What is your definition of "compressed"?
If the penultimate layer of your network has $d$ units, then the image is represented as a vector in $\mathbb{R}^d$. If $d$ is smaller than number of elements the original image, one could argue that it is "compressed" in this sense.
On the other hand, the computer science usage of the word "compression" focuses on (lossy or lossless) reconstruction of the original input on the basis of a different representation (such as the smaller$d$ elements of the hidden representation).
a. There are neural networks which can do this, such as super-resolution networks or autoencoder strategies.
b. But other networks, such as classification networks, do not reproduce the original image; instead, they make a decision about what the image contains, so the meaning of the hidden representation is oriented around representing the inputs in terms of the target classes.

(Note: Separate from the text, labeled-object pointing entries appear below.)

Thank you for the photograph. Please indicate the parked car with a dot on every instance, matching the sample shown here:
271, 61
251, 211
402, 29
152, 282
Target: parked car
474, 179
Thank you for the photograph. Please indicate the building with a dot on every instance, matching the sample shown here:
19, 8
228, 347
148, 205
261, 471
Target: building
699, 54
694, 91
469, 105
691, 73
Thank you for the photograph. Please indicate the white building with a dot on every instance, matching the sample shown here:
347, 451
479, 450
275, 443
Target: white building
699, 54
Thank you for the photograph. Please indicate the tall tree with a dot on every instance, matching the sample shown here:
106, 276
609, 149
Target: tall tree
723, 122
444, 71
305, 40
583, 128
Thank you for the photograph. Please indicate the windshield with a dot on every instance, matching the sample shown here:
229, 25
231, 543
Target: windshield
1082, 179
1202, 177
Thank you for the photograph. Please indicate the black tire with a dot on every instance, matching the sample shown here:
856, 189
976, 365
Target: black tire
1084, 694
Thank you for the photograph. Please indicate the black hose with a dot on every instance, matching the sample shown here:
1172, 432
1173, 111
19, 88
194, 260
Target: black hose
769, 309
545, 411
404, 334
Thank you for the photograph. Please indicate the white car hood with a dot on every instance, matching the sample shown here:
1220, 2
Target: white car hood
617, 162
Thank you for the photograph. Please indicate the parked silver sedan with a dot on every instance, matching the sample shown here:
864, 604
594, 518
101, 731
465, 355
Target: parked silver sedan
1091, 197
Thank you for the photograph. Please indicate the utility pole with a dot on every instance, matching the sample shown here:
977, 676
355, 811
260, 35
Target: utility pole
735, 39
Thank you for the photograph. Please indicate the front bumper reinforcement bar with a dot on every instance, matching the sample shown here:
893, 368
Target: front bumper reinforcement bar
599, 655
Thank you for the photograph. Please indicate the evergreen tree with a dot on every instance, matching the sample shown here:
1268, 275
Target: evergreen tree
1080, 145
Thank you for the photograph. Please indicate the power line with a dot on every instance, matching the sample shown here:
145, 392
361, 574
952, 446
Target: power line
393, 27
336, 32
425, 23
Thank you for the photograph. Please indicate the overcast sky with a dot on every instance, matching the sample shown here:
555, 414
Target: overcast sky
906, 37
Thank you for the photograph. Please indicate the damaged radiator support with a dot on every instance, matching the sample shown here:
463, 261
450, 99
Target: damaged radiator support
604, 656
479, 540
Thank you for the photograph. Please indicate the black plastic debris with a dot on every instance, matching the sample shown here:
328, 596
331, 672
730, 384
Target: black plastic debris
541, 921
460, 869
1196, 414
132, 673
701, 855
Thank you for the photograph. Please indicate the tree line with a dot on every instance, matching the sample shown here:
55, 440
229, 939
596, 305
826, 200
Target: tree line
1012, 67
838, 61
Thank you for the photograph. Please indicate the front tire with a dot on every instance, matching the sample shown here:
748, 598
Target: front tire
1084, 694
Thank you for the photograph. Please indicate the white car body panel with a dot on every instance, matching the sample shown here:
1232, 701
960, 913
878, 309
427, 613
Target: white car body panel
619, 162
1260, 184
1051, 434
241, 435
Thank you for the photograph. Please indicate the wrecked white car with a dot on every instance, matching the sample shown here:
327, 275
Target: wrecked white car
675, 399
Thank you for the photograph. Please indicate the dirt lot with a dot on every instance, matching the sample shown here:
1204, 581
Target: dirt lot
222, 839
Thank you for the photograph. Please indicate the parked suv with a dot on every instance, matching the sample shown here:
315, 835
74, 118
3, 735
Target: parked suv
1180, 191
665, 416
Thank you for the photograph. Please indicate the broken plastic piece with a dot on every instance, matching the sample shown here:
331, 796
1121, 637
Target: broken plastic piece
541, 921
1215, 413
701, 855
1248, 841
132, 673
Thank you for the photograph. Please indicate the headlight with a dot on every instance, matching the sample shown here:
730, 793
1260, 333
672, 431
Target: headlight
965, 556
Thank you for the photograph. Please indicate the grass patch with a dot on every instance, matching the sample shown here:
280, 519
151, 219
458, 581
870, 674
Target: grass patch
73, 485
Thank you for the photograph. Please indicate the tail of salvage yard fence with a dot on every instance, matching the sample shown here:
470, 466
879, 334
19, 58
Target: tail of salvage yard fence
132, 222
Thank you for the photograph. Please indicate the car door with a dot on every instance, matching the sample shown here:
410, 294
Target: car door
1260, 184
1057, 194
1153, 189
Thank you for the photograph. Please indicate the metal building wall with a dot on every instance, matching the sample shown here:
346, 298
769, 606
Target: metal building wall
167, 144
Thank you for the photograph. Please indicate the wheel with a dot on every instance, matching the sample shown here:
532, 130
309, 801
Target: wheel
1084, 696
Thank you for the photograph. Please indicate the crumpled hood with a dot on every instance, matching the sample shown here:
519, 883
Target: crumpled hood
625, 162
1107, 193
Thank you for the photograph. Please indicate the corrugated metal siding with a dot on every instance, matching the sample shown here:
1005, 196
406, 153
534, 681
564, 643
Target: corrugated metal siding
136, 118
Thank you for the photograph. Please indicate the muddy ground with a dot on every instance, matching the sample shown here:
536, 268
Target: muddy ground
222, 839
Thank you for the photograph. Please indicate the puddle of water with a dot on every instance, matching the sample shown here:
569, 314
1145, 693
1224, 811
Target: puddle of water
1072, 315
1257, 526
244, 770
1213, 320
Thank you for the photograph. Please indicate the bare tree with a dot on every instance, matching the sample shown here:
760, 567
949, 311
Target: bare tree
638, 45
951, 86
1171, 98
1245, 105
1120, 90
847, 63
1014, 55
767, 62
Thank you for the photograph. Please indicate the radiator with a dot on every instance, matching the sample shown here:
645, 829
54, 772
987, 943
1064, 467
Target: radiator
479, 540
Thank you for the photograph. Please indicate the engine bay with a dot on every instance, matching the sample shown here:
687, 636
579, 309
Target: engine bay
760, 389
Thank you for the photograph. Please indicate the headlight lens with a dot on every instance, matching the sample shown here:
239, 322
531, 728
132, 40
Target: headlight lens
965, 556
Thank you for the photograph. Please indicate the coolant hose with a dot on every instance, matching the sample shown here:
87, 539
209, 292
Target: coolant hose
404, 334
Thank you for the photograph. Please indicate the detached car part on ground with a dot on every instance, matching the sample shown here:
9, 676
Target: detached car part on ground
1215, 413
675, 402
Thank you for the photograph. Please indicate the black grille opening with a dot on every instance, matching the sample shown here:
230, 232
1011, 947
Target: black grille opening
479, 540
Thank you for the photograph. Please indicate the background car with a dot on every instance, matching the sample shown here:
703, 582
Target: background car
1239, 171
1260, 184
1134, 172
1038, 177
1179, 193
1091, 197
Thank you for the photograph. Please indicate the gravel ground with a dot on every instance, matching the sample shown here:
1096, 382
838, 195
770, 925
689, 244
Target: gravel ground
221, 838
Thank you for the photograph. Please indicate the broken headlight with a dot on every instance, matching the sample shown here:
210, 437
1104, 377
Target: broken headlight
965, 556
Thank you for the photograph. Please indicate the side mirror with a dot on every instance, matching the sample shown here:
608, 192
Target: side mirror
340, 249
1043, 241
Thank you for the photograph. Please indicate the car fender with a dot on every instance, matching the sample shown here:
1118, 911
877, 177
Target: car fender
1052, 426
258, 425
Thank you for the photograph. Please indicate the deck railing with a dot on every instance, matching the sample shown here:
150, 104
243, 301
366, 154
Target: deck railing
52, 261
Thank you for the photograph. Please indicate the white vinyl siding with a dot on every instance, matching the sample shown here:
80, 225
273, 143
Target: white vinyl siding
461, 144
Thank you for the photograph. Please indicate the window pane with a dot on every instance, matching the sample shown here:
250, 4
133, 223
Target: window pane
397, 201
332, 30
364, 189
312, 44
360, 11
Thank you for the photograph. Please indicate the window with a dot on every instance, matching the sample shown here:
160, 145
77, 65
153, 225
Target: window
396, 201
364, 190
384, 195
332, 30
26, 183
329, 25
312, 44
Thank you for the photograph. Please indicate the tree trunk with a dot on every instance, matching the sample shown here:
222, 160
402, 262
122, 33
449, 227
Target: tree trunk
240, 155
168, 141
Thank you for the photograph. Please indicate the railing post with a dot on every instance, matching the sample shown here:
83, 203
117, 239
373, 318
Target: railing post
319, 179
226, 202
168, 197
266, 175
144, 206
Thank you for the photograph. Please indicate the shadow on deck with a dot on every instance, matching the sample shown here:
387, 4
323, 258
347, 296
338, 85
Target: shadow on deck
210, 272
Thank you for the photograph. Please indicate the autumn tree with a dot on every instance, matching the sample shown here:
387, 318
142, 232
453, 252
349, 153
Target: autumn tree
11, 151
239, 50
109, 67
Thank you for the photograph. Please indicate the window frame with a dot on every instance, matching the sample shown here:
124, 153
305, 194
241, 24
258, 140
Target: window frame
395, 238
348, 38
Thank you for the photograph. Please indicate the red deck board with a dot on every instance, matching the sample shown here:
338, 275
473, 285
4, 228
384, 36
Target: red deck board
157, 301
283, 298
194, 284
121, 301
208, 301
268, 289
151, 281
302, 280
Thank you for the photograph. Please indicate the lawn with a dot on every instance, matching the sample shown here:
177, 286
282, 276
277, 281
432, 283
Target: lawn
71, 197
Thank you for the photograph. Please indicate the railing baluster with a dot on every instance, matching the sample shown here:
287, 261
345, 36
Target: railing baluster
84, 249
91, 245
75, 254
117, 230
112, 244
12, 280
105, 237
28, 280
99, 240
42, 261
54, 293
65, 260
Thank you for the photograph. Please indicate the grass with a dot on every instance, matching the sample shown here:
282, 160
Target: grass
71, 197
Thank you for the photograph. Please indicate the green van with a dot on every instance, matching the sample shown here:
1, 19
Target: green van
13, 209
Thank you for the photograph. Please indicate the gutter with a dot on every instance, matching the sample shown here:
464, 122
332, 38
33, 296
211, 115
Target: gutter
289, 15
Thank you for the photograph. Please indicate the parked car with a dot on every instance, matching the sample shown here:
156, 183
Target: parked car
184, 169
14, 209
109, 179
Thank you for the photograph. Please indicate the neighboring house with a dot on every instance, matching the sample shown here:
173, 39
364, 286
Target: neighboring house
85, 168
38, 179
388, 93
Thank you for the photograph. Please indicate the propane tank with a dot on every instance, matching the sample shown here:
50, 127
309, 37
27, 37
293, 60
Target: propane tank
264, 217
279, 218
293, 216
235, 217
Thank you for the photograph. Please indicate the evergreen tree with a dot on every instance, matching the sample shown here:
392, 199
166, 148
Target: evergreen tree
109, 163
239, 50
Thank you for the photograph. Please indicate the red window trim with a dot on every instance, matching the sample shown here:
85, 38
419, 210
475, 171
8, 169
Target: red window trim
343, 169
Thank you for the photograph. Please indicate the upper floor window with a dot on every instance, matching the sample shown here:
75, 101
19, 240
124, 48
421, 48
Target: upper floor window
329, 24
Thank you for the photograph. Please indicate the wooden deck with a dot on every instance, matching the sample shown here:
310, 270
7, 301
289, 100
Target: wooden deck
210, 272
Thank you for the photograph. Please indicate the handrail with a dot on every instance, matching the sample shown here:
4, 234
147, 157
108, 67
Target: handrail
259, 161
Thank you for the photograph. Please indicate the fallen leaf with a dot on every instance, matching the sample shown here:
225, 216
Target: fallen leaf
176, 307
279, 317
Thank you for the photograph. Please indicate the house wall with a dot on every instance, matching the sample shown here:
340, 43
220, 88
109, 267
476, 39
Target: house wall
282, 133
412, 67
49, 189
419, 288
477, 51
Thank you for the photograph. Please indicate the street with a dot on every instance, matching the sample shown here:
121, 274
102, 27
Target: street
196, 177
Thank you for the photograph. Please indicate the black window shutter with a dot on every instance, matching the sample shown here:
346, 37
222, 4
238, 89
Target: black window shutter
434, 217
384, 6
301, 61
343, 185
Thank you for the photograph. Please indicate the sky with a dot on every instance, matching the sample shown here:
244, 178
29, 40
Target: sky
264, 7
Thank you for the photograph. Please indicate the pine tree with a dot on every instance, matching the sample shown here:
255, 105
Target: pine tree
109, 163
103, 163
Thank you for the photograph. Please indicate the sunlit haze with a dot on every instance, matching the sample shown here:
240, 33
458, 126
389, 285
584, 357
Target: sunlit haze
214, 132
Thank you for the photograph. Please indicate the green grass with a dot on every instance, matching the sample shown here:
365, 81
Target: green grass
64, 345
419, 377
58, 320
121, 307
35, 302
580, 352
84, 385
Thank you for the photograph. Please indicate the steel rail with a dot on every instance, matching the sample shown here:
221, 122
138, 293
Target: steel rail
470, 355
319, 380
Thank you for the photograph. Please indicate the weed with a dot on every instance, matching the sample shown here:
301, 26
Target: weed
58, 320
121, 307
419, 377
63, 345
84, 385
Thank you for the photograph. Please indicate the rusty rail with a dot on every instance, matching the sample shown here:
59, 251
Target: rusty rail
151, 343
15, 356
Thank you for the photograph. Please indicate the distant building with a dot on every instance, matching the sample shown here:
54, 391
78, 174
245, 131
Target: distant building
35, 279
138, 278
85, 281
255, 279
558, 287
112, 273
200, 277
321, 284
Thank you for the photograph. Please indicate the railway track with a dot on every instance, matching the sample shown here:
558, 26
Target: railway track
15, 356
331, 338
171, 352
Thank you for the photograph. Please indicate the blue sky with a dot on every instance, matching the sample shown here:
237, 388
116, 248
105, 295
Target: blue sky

c. Alternatively, even if the representation in $\mathbb{R}^d$ is not aimed at reproducing the original input, such as in a classification network, you could argue that this hidden representation is a "distillation" of the relevant information about class membership. While hidden representations clearly store information about an image (or any input generally), I don't believe they're easily interpreted. For some discussion, see: Can't deep learning models now be said to be interpretable? Are nodes features?
In each of these alternative perspectives, the core of the issue is what you mean when you say "compression," and implicitly depend on what problem you're trying to solve.